According to Kaka, the clarified process water recovery from the six plants amounts to 1 774m³/h, resulting in massive savings and a recovery of 82% of the process water directly from the thickener. “Processing of thickened tailings will amount to an additional 112m³/h of process water recovered from the dewatering screens, with the benefit of having a conveyable virtual dry tailings product at 20% moisture content. This product can be loaded and transported together with the discard rock to the mining area for rehabilitation and full utilisation of what was practically an empty truck,” says Kaka. The total estimated water recovery is about 87%, including water recovery from the screens. Only a fractional 13%, amounting to 284m³/h of borehole make-up water, is required for all six plants. Module water specifics vary from plant to plant and depends significantly on the split.
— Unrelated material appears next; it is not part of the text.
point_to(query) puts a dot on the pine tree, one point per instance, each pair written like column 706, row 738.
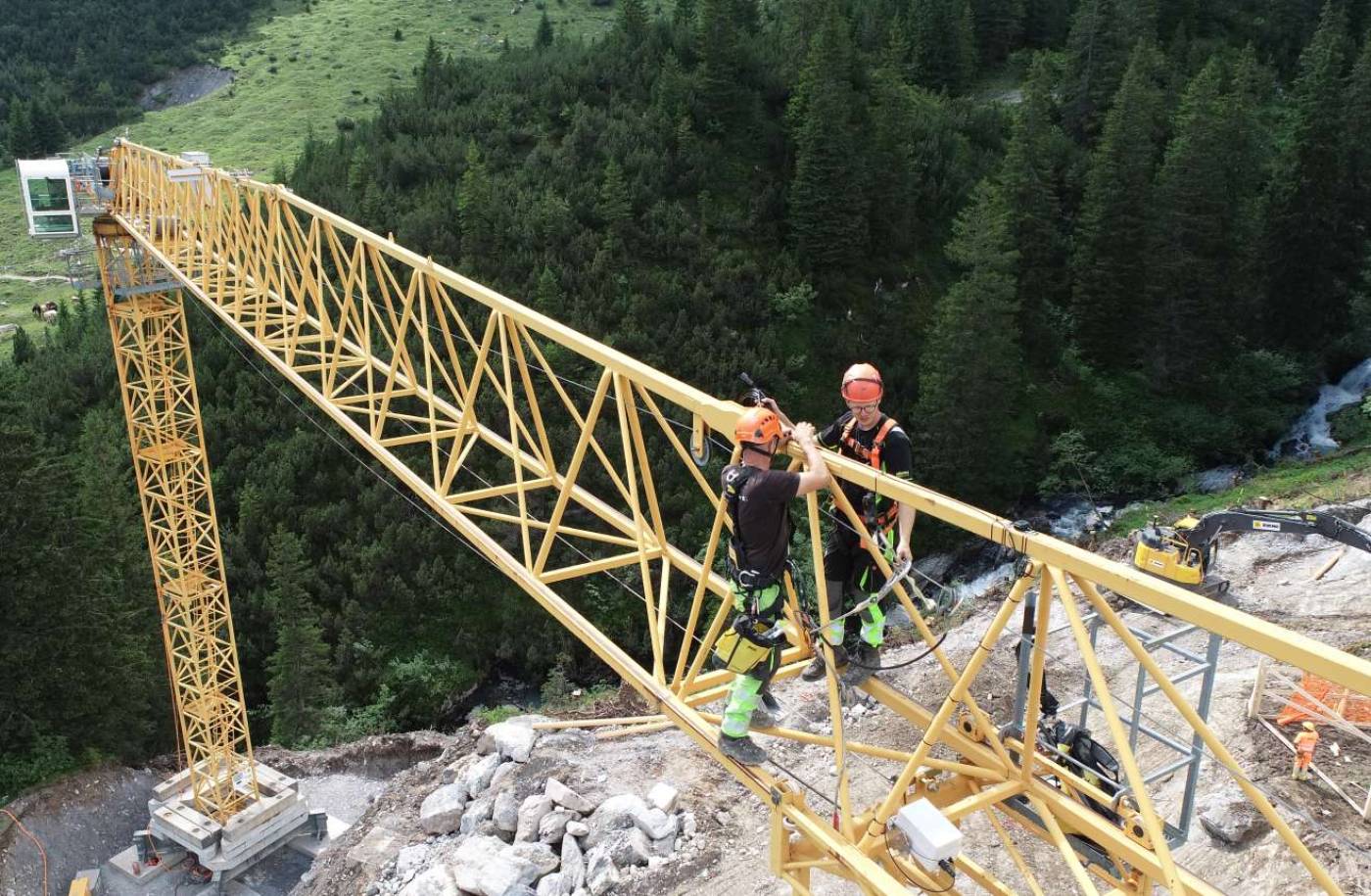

ACF operates a unique project in a unique country. Zimbabwe is on the recovery path after Mugabe’s devastating rule. Foreign investment is on the rise, and many new projects are in the pipeline. However, the reward for companies that entered Zimbabwe when others fled will be so much better. ACF is now established in the country and according to Kaka, the mine has acquired enough claims to keep it going for at least another 12 years. They rode out the tough times and is now on a growth path next to none. They have a good relationship with the new government and plans are afoot for several new projects in Zimbabwe, including in the gold mining as well as platinum and lithium space.